OBJECTIVE Abnormal femoral antetorsion is associated with the development of femoroacetabular impingement (FAI). Anatomically correct antetorsion measurements are performed on transverse MR images over the proximal and distal femur, but some authors use alternative measurements on oblique images parallel to the femoral neck axis. We set out to assess the relationship between these two measurement methods and to obtain reference values for oblique measurements in patients with FAI and healthy control subjects. We also evaluated whether the oblique measurements could be used to predict the standard transverse measurements.

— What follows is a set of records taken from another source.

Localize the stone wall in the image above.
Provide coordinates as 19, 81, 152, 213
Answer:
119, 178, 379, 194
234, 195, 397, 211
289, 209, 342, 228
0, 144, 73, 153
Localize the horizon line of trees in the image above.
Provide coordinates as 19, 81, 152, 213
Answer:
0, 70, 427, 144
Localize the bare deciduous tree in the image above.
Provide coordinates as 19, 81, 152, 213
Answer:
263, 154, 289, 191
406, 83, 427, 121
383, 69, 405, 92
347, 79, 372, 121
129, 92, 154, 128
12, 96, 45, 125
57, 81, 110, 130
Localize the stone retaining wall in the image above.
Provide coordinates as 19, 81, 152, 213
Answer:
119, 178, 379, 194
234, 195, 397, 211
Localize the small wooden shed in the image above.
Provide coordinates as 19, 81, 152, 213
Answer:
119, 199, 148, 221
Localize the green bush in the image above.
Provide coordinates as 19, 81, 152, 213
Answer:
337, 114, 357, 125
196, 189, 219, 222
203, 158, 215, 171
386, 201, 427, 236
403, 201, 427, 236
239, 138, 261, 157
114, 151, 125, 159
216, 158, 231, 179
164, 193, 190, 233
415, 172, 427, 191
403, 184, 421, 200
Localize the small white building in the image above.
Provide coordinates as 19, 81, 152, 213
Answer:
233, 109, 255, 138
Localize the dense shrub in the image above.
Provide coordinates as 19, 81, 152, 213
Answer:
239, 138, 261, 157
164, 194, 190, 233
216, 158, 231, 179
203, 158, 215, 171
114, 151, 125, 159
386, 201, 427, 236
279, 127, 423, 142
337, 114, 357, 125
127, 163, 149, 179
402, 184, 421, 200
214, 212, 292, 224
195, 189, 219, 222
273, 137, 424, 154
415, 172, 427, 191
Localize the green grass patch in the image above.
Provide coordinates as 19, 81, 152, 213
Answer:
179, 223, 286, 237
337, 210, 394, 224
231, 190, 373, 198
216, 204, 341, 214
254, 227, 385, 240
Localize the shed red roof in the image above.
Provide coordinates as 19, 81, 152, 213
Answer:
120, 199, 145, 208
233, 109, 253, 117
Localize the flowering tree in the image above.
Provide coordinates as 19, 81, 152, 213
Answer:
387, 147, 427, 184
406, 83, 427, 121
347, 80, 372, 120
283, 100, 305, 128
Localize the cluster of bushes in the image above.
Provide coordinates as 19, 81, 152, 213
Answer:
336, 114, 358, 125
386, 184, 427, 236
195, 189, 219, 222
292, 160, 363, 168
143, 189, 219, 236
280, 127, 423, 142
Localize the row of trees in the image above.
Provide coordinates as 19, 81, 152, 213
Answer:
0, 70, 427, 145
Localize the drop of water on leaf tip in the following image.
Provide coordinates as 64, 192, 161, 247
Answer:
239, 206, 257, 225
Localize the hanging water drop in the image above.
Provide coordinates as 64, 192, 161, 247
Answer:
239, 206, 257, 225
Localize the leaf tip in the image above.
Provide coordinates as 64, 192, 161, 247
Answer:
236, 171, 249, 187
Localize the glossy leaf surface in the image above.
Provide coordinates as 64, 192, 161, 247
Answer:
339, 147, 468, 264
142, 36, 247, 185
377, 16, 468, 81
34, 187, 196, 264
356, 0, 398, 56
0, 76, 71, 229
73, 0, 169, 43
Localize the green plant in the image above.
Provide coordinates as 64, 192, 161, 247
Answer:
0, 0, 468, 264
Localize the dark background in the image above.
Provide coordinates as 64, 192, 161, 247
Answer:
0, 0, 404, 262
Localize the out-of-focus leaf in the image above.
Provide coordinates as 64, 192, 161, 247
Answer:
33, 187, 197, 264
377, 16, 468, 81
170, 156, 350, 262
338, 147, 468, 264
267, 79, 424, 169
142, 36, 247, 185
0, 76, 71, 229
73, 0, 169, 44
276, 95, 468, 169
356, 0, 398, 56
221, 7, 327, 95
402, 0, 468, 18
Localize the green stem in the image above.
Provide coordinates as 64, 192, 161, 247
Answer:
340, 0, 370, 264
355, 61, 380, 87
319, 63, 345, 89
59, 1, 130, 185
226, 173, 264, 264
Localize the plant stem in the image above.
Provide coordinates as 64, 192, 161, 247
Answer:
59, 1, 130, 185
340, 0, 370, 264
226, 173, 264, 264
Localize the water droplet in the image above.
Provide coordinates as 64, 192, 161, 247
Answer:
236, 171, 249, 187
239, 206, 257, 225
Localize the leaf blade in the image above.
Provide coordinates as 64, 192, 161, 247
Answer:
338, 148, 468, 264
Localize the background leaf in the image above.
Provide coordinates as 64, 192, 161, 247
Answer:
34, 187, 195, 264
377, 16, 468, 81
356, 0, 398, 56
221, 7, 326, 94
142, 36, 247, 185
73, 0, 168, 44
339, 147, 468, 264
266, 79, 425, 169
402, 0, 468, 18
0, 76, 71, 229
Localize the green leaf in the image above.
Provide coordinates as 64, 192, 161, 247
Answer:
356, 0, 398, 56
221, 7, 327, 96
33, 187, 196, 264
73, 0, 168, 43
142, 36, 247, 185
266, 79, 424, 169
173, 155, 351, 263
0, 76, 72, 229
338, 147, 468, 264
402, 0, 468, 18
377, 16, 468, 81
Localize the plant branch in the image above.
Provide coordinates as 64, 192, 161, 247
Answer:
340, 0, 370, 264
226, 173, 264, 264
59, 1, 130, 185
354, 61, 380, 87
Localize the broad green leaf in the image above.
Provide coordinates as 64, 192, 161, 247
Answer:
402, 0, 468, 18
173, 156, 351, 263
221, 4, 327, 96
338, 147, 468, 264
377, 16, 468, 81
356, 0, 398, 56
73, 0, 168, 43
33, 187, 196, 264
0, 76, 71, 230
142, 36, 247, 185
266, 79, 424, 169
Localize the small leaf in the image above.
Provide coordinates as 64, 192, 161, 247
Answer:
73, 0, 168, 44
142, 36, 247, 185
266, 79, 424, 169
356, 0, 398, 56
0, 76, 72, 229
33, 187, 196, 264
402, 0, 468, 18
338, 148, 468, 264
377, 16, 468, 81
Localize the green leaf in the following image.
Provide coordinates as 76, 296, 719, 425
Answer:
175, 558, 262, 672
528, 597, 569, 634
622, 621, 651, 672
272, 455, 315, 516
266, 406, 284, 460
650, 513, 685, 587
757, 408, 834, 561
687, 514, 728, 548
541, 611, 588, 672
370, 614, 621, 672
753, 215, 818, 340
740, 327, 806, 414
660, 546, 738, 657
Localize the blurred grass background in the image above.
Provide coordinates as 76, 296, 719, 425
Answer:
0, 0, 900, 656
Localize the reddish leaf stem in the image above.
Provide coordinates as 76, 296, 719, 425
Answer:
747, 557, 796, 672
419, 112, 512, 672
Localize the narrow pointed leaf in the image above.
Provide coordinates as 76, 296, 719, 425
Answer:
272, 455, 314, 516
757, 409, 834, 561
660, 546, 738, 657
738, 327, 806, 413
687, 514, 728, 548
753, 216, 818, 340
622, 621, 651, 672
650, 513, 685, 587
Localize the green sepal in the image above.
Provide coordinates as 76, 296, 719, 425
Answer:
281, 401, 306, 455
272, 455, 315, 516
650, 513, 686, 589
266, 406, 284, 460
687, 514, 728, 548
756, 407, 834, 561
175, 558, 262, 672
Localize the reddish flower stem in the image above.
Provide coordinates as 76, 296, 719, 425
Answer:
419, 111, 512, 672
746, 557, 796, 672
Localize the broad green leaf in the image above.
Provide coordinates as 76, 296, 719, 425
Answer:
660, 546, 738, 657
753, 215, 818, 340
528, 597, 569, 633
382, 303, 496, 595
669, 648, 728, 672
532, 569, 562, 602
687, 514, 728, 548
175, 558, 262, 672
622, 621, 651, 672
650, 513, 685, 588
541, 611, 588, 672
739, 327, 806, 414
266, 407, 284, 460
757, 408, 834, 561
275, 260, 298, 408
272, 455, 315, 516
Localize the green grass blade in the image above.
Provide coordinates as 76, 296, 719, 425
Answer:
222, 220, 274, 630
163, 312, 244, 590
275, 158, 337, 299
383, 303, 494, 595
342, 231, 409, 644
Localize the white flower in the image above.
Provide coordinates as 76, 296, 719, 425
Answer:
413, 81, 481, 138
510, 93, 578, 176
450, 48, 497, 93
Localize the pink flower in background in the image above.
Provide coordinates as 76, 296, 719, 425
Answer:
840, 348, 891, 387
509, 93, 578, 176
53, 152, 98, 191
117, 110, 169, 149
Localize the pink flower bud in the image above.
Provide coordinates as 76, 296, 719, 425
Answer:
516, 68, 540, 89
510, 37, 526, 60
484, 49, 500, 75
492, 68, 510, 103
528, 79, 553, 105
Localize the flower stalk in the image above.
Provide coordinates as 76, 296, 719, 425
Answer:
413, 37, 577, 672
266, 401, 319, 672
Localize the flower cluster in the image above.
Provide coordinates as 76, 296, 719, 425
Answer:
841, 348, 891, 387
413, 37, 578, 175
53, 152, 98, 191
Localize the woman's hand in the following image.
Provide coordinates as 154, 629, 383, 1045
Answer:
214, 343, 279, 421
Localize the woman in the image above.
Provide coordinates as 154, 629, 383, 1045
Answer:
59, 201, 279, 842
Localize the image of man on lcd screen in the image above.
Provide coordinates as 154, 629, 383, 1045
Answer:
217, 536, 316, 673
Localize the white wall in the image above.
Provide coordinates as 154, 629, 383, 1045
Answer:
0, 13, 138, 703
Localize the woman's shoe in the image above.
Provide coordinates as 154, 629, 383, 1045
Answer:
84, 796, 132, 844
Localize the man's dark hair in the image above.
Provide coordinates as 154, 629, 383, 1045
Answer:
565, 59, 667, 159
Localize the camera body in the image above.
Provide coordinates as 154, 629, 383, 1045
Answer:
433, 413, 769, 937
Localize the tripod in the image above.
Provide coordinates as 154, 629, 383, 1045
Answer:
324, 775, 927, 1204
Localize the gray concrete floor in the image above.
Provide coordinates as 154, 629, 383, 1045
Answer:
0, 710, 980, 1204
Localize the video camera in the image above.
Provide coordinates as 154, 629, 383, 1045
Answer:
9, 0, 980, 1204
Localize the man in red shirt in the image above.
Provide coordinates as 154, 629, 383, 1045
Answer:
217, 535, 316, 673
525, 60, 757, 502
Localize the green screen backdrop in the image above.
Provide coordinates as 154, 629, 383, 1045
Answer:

SUBJECTS AND METHODS MRI data of 126 individuals, 63 asymptomatic volunteers and 63 patients with FAI (age 20-50 years), were included in this prospective study. Two readers independently assessed antetorsion with oblique measurements and standard transverse measurements. Differences between subgroups were compared with the unpaired t test. Trigonometric calculations were used to predict standard antetorsion measurements on the basis of oblique measurements. Interobserver agreement and Bland-Altman plots were calculated.
RESULTS Reference values for assessing femoral antetorsion with the oblique method were established, with mean (± SD) values of 9.4° ± 7.9° (reader 1) and 9.8° ± 8.4° (reader 2) for patients and 9.2° ± 8.4° (reader 1) and 9.6° ± 9.1° (reader 2) for asymptomatic volunteers. The oblique method generated smaller antetorsion values than the standard transverse method (p < 0.001), with an average difference of 3.5° ± 3.2° for reader 1 and 3.6° ± 3.5° for reader 2. Differences between predicted antetorsion values based on oblique measurements and standard measurements were minimal: 0.1° ± 2.9° (p = 0.62) for reader 1 and 0.3° ± 3.3° (p = 0.29) for reader 2. Interobserver agreement was high for all antetorsion measurements (intra-class correlation coefficient, 0.945-0.977).
CONCLUSION Oblique measurements of femoral antetorsion were smaller than standard transverse measurements, but they can be used to accurately predict standard measurements.